It has since emerged one of the au pairs, Italian nanny Michela Marchisio, was planning to work for Mr Dutton’s former colleague in the Queensland Police.
Mr Dutton also overruled his own department when he allowed in another au pair from France who was working for the cousin of AFL boss Gillon McLachlan.
Greens MP Adam Bandt said he would move a motion of no confidence in the Home Affairs Minister next week.
“Peter Dutton has failed to explain why he misled Parliament and now he must go,” Mr Bandt said.
Opposition immigration spokesman Shayne Neumann said Mr Dutton had been given the opportunity explain himself and it appeared he mislead parliament.

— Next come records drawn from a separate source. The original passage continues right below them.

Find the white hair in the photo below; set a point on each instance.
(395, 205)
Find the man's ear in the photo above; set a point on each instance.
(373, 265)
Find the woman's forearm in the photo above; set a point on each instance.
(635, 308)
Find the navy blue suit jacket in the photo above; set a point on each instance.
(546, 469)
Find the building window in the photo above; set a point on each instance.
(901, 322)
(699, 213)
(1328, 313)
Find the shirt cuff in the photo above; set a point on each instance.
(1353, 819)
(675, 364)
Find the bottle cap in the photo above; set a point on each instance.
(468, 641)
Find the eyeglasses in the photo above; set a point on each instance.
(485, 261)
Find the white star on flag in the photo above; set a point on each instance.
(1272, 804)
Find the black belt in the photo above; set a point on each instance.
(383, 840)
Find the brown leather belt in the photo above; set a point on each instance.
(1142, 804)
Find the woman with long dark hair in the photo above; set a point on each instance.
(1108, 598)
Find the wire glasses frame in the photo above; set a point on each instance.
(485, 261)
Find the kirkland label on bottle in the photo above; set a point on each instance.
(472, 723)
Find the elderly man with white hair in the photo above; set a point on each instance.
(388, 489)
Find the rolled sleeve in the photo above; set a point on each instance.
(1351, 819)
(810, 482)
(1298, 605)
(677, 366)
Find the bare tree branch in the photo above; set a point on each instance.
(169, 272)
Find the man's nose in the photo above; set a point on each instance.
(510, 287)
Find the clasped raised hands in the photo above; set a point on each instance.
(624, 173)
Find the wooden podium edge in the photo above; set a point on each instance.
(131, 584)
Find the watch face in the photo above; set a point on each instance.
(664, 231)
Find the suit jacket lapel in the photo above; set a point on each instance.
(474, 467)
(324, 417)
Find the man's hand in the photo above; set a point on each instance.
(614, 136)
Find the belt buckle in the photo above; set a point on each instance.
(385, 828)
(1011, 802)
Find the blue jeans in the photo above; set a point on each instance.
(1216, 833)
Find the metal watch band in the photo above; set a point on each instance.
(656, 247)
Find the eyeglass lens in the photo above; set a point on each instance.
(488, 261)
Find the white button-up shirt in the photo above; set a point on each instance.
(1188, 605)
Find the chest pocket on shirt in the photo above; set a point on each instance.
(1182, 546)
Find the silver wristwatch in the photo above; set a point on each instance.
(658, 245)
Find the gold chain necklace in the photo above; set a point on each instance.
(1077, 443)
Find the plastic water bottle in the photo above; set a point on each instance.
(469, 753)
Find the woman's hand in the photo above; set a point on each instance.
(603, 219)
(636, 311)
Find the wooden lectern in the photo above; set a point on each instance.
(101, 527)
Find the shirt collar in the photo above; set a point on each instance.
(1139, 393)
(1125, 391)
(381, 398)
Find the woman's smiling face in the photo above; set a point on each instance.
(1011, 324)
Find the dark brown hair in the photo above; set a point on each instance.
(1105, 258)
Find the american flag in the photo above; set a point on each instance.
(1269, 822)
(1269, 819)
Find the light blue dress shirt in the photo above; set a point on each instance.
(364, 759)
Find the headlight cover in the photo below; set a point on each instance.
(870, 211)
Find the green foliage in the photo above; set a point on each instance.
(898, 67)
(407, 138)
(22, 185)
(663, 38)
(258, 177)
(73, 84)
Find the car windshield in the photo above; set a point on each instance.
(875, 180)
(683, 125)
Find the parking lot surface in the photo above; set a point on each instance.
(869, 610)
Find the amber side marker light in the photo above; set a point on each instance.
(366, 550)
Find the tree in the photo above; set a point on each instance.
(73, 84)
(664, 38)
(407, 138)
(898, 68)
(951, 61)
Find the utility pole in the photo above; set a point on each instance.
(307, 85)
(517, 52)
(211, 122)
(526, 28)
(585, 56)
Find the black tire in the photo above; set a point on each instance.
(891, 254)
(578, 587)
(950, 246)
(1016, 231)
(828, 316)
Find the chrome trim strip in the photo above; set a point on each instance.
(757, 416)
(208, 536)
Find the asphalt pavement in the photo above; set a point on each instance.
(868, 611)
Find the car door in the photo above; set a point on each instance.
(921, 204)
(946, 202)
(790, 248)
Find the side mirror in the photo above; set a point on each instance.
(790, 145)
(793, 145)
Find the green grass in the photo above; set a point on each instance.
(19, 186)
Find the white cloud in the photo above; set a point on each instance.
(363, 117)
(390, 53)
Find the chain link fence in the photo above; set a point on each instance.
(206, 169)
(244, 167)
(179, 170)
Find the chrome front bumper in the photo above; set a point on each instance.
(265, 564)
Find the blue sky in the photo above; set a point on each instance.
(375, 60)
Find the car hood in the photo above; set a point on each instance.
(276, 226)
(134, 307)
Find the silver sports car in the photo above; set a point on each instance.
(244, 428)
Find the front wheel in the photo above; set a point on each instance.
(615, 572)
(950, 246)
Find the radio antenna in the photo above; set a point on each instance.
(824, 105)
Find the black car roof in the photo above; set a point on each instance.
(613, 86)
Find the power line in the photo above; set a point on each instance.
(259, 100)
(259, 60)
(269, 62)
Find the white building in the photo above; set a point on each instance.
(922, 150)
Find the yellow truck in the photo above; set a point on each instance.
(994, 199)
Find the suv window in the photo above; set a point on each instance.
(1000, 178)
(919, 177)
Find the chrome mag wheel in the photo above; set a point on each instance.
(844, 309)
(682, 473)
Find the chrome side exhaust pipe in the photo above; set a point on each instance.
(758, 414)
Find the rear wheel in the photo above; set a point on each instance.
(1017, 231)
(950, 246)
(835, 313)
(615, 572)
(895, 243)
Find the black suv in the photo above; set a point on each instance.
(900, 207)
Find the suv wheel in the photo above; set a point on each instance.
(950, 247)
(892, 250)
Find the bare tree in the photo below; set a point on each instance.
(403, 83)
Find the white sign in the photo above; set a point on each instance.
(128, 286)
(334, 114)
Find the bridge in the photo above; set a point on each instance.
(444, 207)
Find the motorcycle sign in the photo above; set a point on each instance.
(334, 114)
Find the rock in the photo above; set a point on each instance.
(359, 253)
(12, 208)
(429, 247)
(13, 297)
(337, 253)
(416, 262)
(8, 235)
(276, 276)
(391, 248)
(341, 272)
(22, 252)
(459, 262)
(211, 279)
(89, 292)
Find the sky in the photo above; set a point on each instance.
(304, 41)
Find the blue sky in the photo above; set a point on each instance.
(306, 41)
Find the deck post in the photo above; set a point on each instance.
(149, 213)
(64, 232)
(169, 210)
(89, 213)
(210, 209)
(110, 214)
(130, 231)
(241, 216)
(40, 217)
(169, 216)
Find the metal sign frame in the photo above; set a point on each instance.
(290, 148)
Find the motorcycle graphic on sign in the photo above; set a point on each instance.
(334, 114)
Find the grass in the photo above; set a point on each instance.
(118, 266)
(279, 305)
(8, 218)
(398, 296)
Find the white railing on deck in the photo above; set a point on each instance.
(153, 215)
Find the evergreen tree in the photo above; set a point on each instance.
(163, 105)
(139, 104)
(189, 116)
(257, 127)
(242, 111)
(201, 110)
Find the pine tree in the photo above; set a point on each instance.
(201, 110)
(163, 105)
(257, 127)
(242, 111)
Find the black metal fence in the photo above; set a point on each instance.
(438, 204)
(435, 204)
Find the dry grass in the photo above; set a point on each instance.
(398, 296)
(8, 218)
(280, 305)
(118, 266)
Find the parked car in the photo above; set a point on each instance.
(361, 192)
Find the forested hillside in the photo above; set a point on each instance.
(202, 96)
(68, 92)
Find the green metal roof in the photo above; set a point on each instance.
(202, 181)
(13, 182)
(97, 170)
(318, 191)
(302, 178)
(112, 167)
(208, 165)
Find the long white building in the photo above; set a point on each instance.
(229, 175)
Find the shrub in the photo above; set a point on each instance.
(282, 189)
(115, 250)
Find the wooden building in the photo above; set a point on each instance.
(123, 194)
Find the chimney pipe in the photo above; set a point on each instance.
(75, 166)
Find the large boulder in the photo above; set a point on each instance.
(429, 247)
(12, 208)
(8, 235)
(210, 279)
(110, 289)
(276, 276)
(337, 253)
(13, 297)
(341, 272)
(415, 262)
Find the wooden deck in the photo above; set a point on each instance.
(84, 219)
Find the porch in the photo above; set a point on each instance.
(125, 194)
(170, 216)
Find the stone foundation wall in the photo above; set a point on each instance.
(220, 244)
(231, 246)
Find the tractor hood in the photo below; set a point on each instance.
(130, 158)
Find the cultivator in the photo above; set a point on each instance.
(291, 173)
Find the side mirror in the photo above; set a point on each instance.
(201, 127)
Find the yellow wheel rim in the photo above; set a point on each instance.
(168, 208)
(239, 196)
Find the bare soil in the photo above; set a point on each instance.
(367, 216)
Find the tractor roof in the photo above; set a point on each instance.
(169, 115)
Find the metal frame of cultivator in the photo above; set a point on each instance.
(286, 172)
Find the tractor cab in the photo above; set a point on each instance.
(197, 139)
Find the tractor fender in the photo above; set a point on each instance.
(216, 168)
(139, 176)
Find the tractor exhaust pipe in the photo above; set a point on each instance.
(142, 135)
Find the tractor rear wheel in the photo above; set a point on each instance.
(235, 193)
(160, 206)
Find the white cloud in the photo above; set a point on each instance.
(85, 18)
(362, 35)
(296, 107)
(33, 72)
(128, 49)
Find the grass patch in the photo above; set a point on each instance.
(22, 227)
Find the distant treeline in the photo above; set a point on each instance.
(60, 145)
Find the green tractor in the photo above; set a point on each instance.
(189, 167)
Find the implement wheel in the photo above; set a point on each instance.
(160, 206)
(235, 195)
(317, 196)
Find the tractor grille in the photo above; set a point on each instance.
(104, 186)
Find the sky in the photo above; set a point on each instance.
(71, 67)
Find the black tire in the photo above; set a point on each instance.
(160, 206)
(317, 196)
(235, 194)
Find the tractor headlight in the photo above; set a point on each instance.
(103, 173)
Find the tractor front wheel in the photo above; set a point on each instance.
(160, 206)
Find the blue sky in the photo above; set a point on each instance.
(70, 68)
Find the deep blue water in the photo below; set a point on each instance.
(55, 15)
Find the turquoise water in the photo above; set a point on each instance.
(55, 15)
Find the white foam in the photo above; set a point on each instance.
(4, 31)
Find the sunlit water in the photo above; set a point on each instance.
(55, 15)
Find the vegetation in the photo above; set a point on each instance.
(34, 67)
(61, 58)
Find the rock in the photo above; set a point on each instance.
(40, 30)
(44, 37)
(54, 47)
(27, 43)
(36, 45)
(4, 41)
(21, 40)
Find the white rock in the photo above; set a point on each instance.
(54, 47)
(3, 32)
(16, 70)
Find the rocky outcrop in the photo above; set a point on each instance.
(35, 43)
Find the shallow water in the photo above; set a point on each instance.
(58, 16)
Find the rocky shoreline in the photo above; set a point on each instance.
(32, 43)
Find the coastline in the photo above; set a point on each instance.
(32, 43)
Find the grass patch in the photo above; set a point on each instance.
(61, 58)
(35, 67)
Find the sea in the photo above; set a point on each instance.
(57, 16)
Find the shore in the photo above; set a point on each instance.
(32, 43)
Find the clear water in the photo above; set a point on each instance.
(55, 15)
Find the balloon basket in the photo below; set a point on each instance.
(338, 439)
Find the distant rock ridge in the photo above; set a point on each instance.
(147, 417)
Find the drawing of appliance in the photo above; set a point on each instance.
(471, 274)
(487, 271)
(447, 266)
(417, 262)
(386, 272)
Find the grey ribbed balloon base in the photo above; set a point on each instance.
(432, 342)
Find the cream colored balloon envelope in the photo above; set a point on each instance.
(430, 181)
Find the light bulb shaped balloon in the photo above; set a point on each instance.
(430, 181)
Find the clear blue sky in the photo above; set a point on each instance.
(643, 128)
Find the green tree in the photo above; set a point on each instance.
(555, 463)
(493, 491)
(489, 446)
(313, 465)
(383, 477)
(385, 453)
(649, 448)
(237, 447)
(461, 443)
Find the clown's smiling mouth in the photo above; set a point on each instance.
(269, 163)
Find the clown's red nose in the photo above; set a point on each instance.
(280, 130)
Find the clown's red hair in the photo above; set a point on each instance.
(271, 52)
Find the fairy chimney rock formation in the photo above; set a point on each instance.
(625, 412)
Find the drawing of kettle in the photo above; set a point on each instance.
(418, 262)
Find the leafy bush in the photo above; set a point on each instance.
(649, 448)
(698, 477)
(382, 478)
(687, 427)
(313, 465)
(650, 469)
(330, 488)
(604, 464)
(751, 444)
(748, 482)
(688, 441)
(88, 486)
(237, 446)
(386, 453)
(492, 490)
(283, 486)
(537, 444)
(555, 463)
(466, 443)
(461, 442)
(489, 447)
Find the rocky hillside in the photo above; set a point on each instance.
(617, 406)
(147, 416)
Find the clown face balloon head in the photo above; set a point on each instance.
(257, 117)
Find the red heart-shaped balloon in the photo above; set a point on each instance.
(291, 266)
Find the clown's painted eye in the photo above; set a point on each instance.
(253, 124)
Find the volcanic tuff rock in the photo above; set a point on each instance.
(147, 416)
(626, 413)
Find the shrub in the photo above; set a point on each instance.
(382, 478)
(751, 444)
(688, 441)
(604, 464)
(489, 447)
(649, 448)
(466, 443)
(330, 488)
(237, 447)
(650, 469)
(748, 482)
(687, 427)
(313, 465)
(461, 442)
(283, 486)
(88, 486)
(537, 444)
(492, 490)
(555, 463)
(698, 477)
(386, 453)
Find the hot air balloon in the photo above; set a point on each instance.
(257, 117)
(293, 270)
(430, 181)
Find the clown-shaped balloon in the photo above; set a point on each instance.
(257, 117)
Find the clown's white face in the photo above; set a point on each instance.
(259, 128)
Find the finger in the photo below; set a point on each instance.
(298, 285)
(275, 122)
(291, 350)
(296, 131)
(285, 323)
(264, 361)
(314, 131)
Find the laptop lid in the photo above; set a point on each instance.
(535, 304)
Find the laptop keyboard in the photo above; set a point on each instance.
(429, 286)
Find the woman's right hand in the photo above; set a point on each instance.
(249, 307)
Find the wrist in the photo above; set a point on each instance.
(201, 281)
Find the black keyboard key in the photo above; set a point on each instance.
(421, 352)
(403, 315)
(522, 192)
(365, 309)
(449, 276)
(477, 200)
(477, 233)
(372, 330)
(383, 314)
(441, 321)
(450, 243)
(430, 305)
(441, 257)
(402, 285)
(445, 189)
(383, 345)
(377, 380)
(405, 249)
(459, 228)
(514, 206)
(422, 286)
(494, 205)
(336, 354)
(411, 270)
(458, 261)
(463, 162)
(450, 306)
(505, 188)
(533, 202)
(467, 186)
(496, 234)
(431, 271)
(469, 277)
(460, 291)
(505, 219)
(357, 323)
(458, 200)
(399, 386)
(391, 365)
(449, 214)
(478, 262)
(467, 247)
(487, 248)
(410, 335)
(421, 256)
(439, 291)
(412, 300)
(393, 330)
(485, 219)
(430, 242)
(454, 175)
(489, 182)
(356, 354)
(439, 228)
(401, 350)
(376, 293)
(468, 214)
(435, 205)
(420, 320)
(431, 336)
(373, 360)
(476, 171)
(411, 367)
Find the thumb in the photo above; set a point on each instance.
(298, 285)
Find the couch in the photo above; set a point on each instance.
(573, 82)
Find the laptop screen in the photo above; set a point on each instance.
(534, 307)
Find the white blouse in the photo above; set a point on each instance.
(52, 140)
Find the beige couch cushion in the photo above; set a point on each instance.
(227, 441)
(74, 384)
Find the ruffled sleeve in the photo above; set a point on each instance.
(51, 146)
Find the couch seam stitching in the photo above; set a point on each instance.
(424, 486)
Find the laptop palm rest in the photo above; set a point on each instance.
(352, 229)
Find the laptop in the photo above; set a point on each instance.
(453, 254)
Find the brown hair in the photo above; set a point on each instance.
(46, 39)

“For these reasons Labor will be supporting this motion — if the Greens political party hadn’t sought to move this motion, Labor would have moved it,” Mr Neumann said.
It is rare for a motion of no confidence to be moved against a minister, as it is usually used against the government or prime minister.
In response to a question in parliament asking whether he could “categorically rule out any personal connection or any other relationship” with employers of the au pairs, Mr Dutton said “yes”.
The minister yesterday confirmed one of the people he helped was a former police colleague, but he stood behind his statements to parliament “100 per cent”.
“Mr Dutton is confident, to the best of his knowledge, he has never met Callum Maclachlan (Gillon’s second-cousin) nor has he socialised, met with or had contact with Russell Keag in almost 20 years,” a spokeswoman for Mr Dutton said.
All six crossbenchers would need to support the motion to pass.
Independent Cathy McGowan has already said she would not be supporting any more votes of no confidence against the government until Mr Turnbull was replaced in his seat of Wentworth.